- Born: Colin Bentley
- Genres: Rock music Art rock Protopunk Post-punk

= Stoner (bass guitarist) =

Stoner (born Colin Bentley) was an English rock musician, best known as the bass guitar player and vocalist with the art rock band Doctors of Madness (1974–1978), and later with the post-punk rock band Explorers, which he formed with T.V. Smith in 1980.

Stoner was an early exponent of the electric bass guitar solo (showcased on "Marie and Joe") from the Doctors of Madness album, Figments of Emancipation.

Stoner's unique vocal style is highlighted when he takes the lead on "No Limits" from the Doctors of Madness album, Sons of Survival.

In the late 1970s, Stoner played bass with The Sadista Sisters, incorporating the role of musical director.

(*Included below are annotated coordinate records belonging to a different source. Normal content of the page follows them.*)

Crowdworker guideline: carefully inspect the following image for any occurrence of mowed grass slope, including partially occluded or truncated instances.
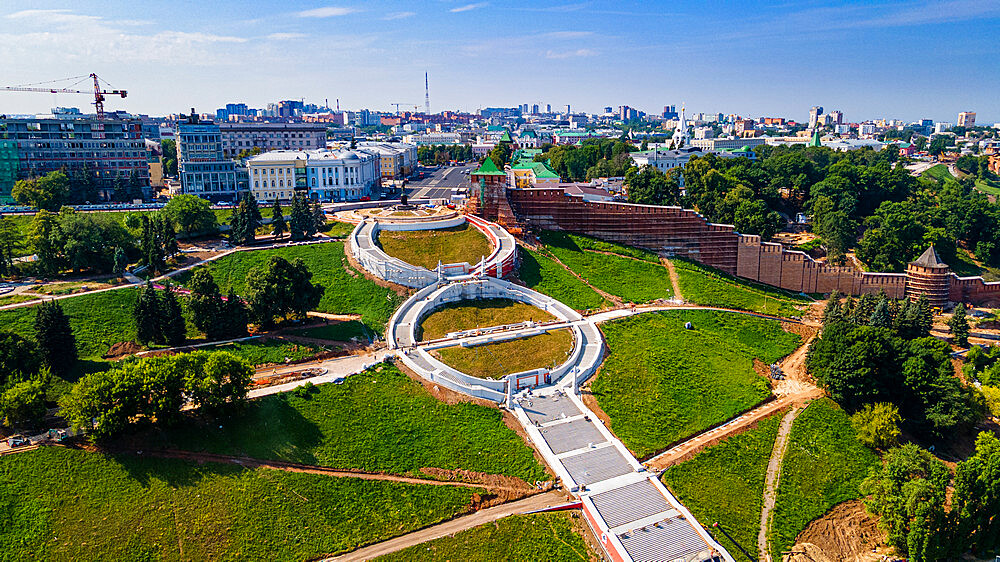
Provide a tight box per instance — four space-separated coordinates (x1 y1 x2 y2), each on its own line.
378 223 493 270
434 329 573 379
592 310 799 458
769 398 879 559
417 299 555 340
673 259 810 318
375 512 596 562
0 447 475 561
517 247 607 310
541 231 673 303
178 242 402 332
663 413 782 560
148 365 548 482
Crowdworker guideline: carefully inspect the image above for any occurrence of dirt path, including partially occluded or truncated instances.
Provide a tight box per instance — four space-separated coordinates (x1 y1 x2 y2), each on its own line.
545 247 623 306
660 258 684 301
81 446 537 497
326 492 566 562
643 338 824 470
757 405 802 562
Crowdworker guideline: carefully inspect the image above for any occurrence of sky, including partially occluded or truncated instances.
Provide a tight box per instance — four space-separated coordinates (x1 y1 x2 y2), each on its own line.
0 0 1000 124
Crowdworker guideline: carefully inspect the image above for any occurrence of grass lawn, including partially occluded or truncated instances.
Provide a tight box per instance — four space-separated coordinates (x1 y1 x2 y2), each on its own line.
417 299 555 340
148 365 548 482
541 231 673 303
518 247 607 310
288 320 370 342
435 329 573 379
0 295 38 306
769 398 879 559
663 414 782 561
673 259 810 317
921 164 955 181
0 288 201 359
177 242 402 332
592 310 799 458
976 179 1000 197
208 339 325 367
375 512 596 562
0 447 475 561
378 223 493 269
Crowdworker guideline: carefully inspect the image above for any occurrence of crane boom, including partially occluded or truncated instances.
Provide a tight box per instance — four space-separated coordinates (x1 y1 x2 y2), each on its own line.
0 74 128 120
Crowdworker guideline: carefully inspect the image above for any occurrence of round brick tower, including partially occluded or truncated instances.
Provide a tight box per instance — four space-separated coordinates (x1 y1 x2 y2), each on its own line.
906 246 951 309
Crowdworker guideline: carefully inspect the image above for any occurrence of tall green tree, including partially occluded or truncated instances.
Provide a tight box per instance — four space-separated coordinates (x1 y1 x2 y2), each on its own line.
159 284 187 347
35 300 77 376
132 281 161 345
948 303 969 347
271 199 288 238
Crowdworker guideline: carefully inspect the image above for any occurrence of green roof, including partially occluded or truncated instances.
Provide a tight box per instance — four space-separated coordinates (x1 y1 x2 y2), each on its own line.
472 156 507 176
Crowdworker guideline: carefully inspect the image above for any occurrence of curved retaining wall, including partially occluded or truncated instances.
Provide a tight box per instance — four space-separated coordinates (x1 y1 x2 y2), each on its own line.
350 214 517 289
387 277 604 402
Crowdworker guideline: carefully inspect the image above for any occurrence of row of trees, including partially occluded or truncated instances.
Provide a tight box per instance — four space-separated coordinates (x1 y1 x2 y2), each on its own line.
807 295 986 437
0 301 77 425
59 351 253 439
861 432 1000 562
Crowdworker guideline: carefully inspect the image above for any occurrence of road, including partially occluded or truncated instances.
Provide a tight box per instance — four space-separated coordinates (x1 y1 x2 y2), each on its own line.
403 164 476 199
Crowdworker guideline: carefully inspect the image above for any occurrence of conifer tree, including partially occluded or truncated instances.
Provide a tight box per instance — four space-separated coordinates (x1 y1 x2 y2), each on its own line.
35 301 77 375
132 281 162 345
158 284 187 347
271 199 288 238
948 303 969 347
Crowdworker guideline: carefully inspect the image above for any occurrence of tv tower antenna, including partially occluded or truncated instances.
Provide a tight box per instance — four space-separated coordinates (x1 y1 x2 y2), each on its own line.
424 72 431 115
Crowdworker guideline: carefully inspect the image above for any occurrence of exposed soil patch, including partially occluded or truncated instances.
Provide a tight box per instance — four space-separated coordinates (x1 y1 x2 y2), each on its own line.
783 500 885 562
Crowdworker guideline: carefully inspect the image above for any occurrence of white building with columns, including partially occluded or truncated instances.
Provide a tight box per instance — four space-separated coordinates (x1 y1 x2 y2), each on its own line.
247 149 381 201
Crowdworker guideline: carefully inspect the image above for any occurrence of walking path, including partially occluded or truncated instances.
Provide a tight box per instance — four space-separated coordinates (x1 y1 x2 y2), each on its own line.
326 492 566 562
757 405 802 562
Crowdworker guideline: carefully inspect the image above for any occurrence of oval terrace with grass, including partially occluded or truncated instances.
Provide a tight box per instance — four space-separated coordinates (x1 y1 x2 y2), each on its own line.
350 208 734 562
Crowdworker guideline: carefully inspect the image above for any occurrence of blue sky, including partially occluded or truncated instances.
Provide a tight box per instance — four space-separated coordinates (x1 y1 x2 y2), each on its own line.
0 0 1000 124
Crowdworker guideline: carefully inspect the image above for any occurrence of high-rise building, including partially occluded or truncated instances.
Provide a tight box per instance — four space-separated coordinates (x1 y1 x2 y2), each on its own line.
809 105 823 129
0 112 149 198
176 108 240 201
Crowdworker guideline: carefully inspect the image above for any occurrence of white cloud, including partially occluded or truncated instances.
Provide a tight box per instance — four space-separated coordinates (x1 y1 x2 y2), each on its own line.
295 6 360 18
382 12 417 20
267 33 308 41
448 2 487 14
545 49 597 59
542 31 594 39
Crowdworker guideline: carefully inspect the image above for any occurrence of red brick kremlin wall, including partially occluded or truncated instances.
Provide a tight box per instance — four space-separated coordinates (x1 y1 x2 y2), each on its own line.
504 188 1000 304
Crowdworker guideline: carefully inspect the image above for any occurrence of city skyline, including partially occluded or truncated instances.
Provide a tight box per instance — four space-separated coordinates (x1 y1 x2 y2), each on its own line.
0 0 1000 124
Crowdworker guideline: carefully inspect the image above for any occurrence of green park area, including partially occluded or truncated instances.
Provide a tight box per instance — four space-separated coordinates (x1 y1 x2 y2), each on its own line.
541 231 673 308
417 299 555 340
376 513 596 562
663 414 782 560
434 329 573 379
0 447 477 560
673 259 812 318
591 310 800 458
178 242 402 333
145 365 547 482
769 398 879 557
378 223 493 270
517 247 608 311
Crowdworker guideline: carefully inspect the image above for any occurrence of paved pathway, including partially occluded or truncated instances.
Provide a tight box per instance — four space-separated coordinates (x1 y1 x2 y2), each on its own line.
327 492 566 562
757 406 802 562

Stoner also did studio session work, playing on singles for the band Exit, and with Daedalo, making a five track CD Walk Inside the Painting, then playing a five string fretless bass guitar.

Moving from London to Worcestershire in the late 1980s, Stoner maintained a musical interest, playing with local bands and has also gigged with Nigel Kennedy playing Jimi Hendrix covers.

Stoner played in a Malvern-based band, The Pull, with Rob Murray-Mason and Tyler Massey until his death in 2014.